La manos, esas manos de la memoria, que guardan en sus arrugas el pasar de las Semanas Santas, que así cuentan los años los cofrades, se prestan al montaje y desmontaje de altares efímeros, al cosido o arreglos de túnicas, al freir de las torrijas y al pasar las cuentas del Rosario, porque es la oración, parte indispensable de la Cuaresma. Aunque apenas nos quede tiempo.
De un tiempo a esta parte, los cuarenta días previos a la Semana Santa han ido transfigurándose hasta caer en la tentación de saturarlos de actos que miran demasiado hacia fuera y poco hacia dentro. Se multiplican los actos sociales de las hermandades, presentaciones de carteles, boletines, conferencias y charlas, que además, en última instancia, se asemejan erróneamente y cada vez más a un pregón, de los cuales también contamos en la ciudad con un buen número. Y no digo que esté mal, ni mucho menos. Sólo, que cada cosa debe tener su justa medida. Porque además, un calendario cargado de actos y actillos, acaba por desvirtuar la esencia de este tiempo, el silencio de la oración.

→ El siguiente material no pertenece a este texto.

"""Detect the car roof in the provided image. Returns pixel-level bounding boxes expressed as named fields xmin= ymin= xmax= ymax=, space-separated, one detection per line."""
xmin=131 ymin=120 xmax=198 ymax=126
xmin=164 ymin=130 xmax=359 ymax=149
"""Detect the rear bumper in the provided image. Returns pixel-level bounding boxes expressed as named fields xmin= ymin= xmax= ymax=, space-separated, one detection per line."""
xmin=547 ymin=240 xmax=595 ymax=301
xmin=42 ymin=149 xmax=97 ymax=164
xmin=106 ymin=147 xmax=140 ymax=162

Porque ya llegará el momento de salir a la calle y manifestar nuestra fe. Ya habrá tiempo de gritarle guapa a la Madre de Dios, de emocionarse con una saeta al Cristo del madero, y de sentir ese escalofrío que cada año, al caer la noche, recorre tu cuerpo porque una vez más os dais cita en el mismo sitio, tú y Jesús. Todo eso y mucho más, se producirá pues así está escrito pero antes, el ahora, te pide mirar al interior, al propio, y al del templo, donde en la soledad del silencio habla el corazón y escucha el alma.

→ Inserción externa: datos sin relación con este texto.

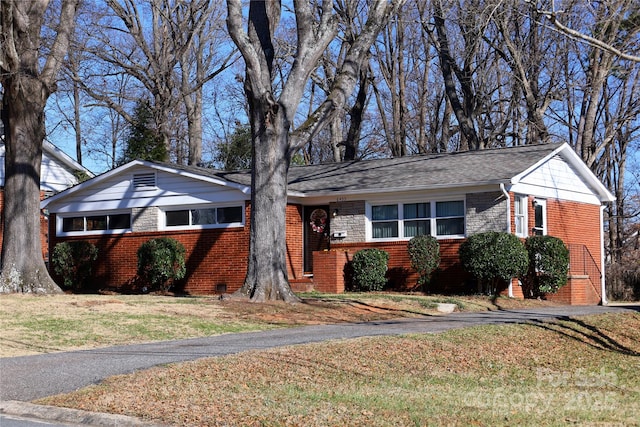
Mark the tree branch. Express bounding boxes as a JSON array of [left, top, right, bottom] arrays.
[[529, 0, 640, 63]]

Comenzamos el tiempo de la espera, entre la penitencia que nos pide nuestra fe, y el gozo de saber que ha comenzado la cuenta atrás. Cuarenta días que arrancan con la ceniza y que culminarán con el sol del Domingo de la Luz. Cuarenta días de abstinencia, ayuno, preparativos, vía crucis, altares, escaparates, pregones… Cuarenta días para ver que la ciudad se transforma, porque en su calles también se siente el repeluco por lo que habrá de venir.